Une conscience qui englobe tout
À mesure que je, la conscience, plongeais de plus en plus profondément dans mon être, je sentais que je me désenchevêtrais des pensées, des images, des sentiments, des sensations et des perceptions. J’ai alors senti que je me dilatais. Je n’étais plus localisé dans la tête ou le torse. J’étais l’espace conscient, ouvert et vaste dans lequel tout apparaissait.
C’était à la fois effrayant et exaltant : effrayant car mon expérience ordinaire d’être un soi fini, situé dans le corps et limité au corps, se dissolvait rapidement ; exaltant car je ne pouvais m’empêcher d’observer, malgré ma peur, la liberté et la joie qui accompagnaient cette reconnaissance.
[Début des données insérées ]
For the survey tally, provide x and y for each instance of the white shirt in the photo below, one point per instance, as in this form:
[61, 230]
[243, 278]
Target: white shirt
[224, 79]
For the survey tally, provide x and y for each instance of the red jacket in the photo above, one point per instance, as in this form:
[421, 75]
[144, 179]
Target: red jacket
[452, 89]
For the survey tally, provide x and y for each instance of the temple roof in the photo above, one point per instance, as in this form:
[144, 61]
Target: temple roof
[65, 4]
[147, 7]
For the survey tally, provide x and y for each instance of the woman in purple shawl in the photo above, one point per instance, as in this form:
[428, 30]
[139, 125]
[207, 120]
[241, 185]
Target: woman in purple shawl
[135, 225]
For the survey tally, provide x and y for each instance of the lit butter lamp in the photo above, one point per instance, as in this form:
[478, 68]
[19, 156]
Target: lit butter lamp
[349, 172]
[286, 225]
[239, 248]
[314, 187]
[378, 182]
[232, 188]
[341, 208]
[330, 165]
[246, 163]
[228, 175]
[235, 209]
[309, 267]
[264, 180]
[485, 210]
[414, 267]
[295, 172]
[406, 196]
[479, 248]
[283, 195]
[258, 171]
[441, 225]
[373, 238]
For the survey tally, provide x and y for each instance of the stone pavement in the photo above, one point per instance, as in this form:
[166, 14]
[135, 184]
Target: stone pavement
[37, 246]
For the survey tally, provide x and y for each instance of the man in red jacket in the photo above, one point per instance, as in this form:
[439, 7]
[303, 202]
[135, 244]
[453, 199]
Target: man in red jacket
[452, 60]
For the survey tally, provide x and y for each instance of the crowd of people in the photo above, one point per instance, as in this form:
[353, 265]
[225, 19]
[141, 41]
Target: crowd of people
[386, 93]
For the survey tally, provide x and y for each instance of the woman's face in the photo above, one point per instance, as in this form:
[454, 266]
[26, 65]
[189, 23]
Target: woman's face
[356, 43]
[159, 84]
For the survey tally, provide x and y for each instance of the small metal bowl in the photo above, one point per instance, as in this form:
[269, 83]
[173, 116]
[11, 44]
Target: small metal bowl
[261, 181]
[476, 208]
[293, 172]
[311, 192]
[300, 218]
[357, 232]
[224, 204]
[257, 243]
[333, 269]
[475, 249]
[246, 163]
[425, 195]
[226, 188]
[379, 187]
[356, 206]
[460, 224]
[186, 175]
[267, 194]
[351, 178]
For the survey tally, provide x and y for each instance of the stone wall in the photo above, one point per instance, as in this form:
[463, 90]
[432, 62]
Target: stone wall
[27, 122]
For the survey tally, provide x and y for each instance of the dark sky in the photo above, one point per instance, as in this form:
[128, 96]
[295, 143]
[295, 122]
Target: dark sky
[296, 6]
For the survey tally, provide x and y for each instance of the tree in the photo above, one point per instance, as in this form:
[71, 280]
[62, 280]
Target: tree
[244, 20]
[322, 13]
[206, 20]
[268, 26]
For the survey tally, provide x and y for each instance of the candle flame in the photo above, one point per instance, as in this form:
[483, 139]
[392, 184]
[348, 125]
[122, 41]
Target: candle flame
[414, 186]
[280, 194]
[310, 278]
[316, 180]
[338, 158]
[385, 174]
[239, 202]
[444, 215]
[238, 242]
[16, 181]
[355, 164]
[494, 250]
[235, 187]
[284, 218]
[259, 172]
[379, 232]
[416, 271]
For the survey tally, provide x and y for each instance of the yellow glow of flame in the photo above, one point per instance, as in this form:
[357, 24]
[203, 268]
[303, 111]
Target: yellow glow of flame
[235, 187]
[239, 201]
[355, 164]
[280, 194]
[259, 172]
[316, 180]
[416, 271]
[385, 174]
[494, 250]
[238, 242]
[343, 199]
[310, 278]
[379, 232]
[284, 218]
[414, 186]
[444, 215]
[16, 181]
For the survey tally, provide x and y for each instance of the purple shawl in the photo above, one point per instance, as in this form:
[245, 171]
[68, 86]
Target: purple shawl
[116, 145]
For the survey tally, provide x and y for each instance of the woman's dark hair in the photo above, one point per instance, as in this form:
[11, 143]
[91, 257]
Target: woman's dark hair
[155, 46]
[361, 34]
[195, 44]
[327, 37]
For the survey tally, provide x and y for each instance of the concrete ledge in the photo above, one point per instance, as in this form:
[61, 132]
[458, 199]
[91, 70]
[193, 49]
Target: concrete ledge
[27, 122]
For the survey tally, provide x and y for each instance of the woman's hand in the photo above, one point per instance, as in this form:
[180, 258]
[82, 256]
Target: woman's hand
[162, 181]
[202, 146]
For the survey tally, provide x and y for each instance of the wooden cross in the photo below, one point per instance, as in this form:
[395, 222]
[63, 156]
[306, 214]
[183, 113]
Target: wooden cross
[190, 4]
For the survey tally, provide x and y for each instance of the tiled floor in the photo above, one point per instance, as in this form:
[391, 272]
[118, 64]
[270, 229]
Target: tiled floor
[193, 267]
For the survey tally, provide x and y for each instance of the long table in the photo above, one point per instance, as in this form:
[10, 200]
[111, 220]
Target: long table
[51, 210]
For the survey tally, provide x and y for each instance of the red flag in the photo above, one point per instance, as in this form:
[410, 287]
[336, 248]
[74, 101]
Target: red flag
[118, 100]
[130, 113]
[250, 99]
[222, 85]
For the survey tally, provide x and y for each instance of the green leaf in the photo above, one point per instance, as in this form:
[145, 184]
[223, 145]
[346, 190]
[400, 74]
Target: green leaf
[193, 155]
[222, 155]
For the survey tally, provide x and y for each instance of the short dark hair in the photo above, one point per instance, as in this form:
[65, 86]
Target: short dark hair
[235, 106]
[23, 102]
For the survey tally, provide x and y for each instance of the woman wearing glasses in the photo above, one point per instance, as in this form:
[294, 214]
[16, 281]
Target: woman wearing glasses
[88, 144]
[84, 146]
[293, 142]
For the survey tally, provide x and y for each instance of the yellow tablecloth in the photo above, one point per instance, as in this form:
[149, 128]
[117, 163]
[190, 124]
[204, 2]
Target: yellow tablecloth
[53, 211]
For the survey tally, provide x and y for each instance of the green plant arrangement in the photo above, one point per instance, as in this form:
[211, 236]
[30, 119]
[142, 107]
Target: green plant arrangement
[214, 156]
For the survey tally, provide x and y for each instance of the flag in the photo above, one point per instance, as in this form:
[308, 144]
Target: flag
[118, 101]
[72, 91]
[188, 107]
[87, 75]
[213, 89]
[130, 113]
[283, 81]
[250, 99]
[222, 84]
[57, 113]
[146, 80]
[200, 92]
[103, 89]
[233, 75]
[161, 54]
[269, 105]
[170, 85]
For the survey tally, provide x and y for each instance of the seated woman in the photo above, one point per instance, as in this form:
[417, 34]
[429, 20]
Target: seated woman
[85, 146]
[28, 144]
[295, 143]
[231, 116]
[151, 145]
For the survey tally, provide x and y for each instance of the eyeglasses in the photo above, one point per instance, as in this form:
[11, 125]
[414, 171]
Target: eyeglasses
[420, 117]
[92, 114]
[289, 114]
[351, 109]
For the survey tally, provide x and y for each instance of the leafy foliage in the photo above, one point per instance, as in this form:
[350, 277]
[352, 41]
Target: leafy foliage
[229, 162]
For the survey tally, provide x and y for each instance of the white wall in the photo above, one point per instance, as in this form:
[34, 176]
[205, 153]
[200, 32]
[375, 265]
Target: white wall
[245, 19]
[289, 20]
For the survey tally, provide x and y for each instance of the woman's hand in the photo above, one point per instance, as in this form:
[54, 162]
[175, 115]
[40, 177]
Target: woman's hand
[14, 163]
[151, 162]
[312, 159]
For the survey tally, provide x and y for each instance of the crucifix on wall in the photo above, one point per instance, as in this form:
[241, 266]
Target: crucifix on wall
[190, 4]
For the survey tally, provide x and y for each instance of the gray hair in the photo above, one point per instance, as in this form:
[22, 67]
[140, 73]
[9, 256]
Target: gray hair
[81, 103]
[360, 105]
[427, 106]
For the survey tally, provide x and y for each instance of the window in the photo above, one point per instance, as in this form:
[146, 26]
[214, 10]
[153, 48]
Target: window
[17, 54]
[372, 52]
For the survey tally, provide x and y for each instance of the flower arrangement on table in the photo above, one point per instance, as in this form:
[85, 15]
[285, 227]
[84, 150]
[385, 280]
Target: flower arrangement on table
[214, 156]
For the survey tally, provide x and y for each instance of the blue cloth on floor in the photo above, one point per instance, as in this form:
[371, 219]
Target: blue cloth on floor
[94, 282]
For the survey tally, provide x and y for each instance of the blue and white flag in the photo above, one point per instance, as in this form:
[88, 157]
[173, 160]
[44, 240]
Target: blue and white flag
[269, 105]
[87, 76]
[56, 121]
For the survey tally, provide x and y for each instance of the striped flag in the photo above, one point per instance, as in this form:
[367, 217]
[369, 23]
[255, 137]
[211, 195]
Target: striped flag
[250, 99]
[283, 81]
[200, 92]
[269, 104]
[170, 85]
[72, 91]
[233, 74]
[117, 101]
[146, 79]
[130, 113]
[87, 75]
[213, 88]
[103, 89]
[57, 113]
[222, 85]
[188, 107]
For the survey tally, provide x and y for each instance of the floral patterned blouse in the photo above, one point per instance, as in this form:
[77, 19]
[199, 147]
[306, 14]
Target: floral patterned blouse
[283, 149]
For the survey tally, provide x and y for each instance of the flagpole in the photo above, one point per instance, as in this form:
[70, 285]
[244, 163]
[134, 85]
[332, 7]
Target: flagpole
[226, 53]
Il m’a fallu un certain temps pour m’apercevoir que je n’étais pas en expansion, bien sûr. C’était simplement que, mise à nu, la croyance selon laquelle la conscience est localisée dans ma tête et limitée par elle, était en train de se dissoudre devant l’évidence de mon expérience. J’ai commencé à ressentir ce que j’avais souvent lu dans la littérature traditionnelle sans avoir jamais été en mesure de le vérifier par moi-même, à savoir que la conscience s’étend au-delà des limites du corps et du mental fini où elle semblait loger, et qu’elle englobait l’univers tout entier.
Mon mental commençait à peine à assimiler cette compréhension qu’une autre la suivait : si l’espace physique était vidé de tout objet, nous n’aurions aucune expérience de la distance. Ce n’est donc qu’en rapport avec le contenu de l’expérience que la conscience est vue comme un vaste espace. Dans notre expérience réelle, autrement dit, dans l’expérience que la conscience fait d’elle-même, il n’existe aucune pensée ou perception, donc aucune expérience de l’espace et du temps.
Nous le vivons tous de façon éclatante dans l’expérience du sommeil profond. Il n’existe aucune activité de pensée ou de perception dans le sommeil profond et, par conséquent, aucune expérience de l’espace et du temps.
À la lumière de cette compréhension, la tentative du mental de conceptualiser la conscience prend fin, naturellement et sans effort. Pour faire une concession au mental, il est légitime de concevoir la conscience sous la forme d’un espace ouvert et vide. Mais lorsqu’il n’est pas nécessaire de le faire, le mental fait silence. Et ne reste que la conscience d’être, dont la nature est une paix insondable.